Sozis erlauben Jagd auf „Verwahrloste“tun & lassen

1939 begann das nationalsozialistisch verwaltete Wien mit dem Aufbau gigantischer Karteien im Rahmen der «Erbbiologischen Bestandsaufnahme». Neben Geisteskranken, Alkoholikern, allen Arten von «Asozialen» wurde die Kategorie der «Verwahrlosten» einschließlich aller lebenden Vorfahren und Nachkommen («Sippschaft») aufgenommen. In der Wiener Zentralkartei waren bis 1943 bereits 700.000 Personen erfasst, wie aus Materialien des Dokumentationsarchivs des Österreichischen Widerstandes hervorgeht. Diese Menschen wurden als zukünftige Opfer nationalsozialistischer Rassenpolitik ins Auge gefasst.
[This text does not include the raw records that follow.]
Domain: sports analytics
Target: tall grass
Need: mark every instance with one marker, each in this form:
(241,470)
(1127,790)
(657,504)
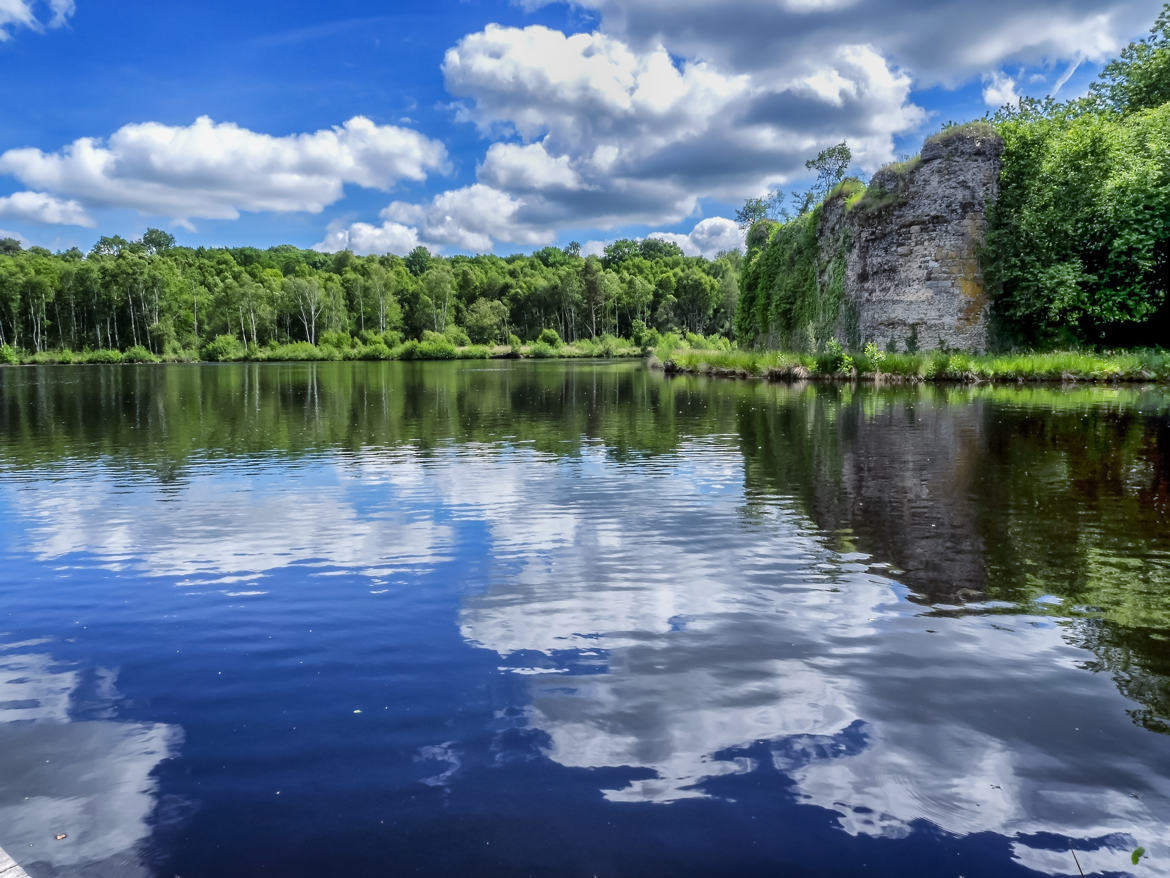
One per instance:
(1130,365)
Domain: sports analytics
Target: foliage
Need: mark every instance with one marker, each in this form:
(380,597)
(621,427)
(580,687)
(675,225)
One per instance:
(137,354)
(787,297)
(222,348)
(174,301)
(830,166)
(1079,245)
(550,337)
(1140,79)
(768,206)
(1131,365)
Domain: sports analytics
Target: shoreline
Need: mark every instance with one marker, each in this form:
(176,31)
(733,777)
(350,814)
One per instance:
(795,372)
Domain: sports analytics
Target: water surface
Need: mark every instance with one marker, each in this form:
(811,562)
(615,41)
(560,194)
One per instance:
(578,618)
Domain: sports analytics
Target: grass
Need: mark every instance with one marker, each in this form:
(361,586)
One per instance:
(1130,365)
(226,349)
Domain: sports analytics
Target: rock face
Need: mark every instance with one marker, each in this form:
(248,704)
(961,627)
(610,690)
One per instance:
(910,247)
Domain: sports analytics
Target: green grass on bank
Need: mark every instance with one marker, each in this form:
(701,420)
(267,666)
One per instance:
(228,349)
(1144,364)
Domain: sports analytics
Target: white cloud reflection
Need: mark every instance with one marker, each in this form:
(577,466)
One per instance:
(89,780)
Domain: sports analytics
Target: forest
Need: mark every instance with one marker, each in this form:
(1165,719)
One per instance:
(1076,256)
(150,299)
(1078,247)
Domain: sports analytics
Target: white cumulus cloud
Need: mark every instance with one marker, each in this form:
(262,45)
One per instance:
(940,41)
(999,89)
(365,239)
(708,238)
(40,207)
(214,170)
(612,136)
(15,14)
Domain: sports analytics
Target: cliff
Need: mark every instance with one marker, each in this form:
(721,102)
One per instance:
(897,265)
(912,268)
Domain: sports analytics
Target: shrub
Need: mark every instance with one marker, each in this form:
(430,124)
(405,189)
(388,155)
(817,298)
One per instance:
(377,350)
(550,337)
(52,357)
(341,341)
(138,354)
(874,357)
(102,356)
(222,349)
(294,351)
(456,336)
(474,351)
(426,349)
(832,358)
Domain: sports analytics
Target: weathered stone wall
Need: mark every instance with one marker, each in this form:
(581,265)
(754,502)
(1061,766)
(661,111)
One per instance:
(910,248)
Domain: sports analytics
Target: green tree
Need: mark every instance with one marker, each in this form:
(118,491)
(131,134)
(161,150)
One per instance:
(830,166)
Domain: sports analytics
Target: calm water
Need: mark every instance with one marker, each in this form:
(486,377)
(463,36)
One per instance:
(578,621)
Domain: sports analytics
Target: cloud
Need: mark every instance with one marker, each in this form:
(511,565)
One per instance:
(41,207)
(999,89)
(518,167)
(214,170)
(708,238)
(940,42)
(669,103)
(365,239)
(598,135)
(15,14)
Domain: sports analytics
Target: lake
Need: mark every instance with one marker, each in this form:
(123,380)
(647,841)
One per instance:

Manche HistorikerInnen gehen davon aus, dass die Nazis eine Ausrottung der gesamten als «minderwertig» angesehenen Unterschichten der Gesellschaft planten.
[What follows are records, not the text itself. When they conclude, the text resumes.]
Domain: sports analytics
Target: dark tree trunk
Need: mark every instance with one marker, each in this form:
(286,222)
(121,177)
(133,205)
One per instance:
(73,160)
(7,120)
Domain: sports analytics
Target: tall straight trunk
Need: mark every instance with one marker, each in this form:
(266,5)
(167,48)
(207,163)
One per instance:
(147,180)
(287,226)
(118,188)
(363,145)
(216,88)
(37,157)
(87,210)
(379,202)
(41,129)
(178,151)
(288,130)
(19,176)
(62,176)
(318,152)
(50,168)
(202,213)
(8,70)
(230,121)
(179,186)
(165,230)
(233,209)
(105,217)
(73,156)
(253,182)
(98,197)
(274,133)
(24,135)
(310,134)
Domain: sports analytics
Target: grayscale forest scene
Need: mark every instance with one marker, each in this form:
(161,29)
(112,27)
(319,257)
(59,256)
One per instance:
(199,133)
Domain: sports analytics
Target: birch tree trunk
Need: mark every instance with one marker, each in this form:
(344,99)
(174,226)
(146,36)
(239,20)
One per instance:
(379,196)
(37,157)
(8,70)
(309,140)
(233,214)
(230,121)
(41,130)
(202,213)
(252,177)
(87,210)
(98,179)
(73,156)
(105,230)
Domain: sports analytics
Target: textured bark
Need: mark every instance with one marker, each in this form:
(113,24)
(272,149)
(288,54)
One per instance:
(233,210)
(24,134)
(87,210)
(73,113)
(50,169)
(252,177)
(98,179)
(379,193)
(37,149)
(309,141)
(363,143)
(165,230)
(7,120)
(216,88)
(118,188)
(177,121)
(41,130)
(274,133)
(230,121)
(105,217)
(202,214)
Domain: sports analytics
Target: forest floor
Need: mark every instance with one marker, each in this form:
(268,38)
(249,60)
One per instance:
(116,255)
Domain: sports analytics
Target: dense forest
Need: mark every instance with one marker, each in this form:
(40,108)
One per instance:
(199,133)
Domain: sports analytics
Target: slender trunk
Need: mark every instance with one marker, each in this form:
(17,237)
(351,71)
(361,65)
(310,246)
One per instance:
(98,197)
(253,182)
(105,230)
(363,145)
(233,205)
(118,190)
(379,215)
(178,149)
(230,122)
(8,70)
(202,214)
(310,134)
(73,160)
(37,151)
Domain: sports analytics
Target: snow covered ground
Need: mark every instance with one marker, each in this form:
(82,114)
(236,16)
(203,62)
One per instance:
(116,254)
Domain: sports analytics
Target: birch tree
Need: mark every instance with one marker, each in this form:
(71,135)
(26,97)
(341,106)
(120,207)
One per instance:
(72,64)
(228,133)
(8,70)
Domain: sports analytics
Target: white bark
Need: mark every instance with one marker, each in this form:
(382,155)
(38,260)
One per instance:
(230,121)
Das Wissen um die folgenreiche Stigmatisierung von «Verwahrlosten» im NS-System, das Wissen um das Schicksal der als «verwahrlost» wahrgenommenen Menschen (Stichwort: Spiegelgrund) verbietet die Übernahme dieses Sprachgebrauchs und der dahinter liegenden Einteilung der StadtbewohnerInnen in erwünschte und nicht erwünschte Gruppen. Und es verbietet vor allem die Etablierung von zweierlei Recht in der aktuellen Gesetzsprechung demokratischer Gesellschaften: das Recht auf die freie Benützung des öffentlichen Raumes für die Ersteren, die Duldung des Aufenthalts im öffentlichen Raum für die Letzteren.

 

Ausgerechnet die SPÖ-Abgeordneten im Wiener Landtag haben nun einen Antrag gestellt, mittels eines neuen Verwahrlosungsparagraphen im Landessicherheitsgesetz der Polizei künftig die Möglichkeit zu geben, ihrer Praxis der Wegweisung unerwünschter Personen endlich eine Rechtsgrundlage zu gewähren. Sie soll mit der Befugnis ausgestattet werden, Personen von öffentlichen Einrichtungen und Parks wegzuweisen, welche «allein durch ihr verwahrlostes Auftreten eine erhebliche Verunsicherung auslösen und die Bürgerinnen und Bürger von der widmungsgemäßen Nutzung der öffentlichen Einrichtungen abhalten bzw. in nicht zumutbarer Weise beeinträchtigen.» Vor hundert Jahren hätte die Sozialdemokratie gegen eine solche Armeleute-Bekämpfungs-Justiz einen Generalstreik diskutiert.

 

Die von der heutigen SPÖ vorgeschlagene Novellierung sieht weiters die Erweiterung des Wiener Landes-Sicherheitsgesetzes um den Tatbestand des »gewerbsmäßigen Bettelns» vor. Laut der Begründung des Antrages richtet sich diese neue Regelung gegen alle Personen, die regelmäßig betteln. Betteln soll «sofern die Absicht der wiederkehrenden Begehung zur Verschaffung einer fortlaufenden Einnahmequelle zu bejahen ist, strafbar sein.» Auch hier handelt es sich um eine nachholende Legitimierung der Polizeipraxis der vergangenen Jahre. Seitens der BettelLobbyWien und anderen Menschenrechtsorganisationen war der Polizei vorgeworfen worden, selbstherrlich zu bestimmen, welche Formen der Bettelei als «kriminell» einzustufen seien; mithilfe der Novellierung könnte die Polizei in Zukunft legal schon gegen eine Bettlerin vorgehen, wenn diese zwei Tage hintereinander beim Betteln gesehen wurde.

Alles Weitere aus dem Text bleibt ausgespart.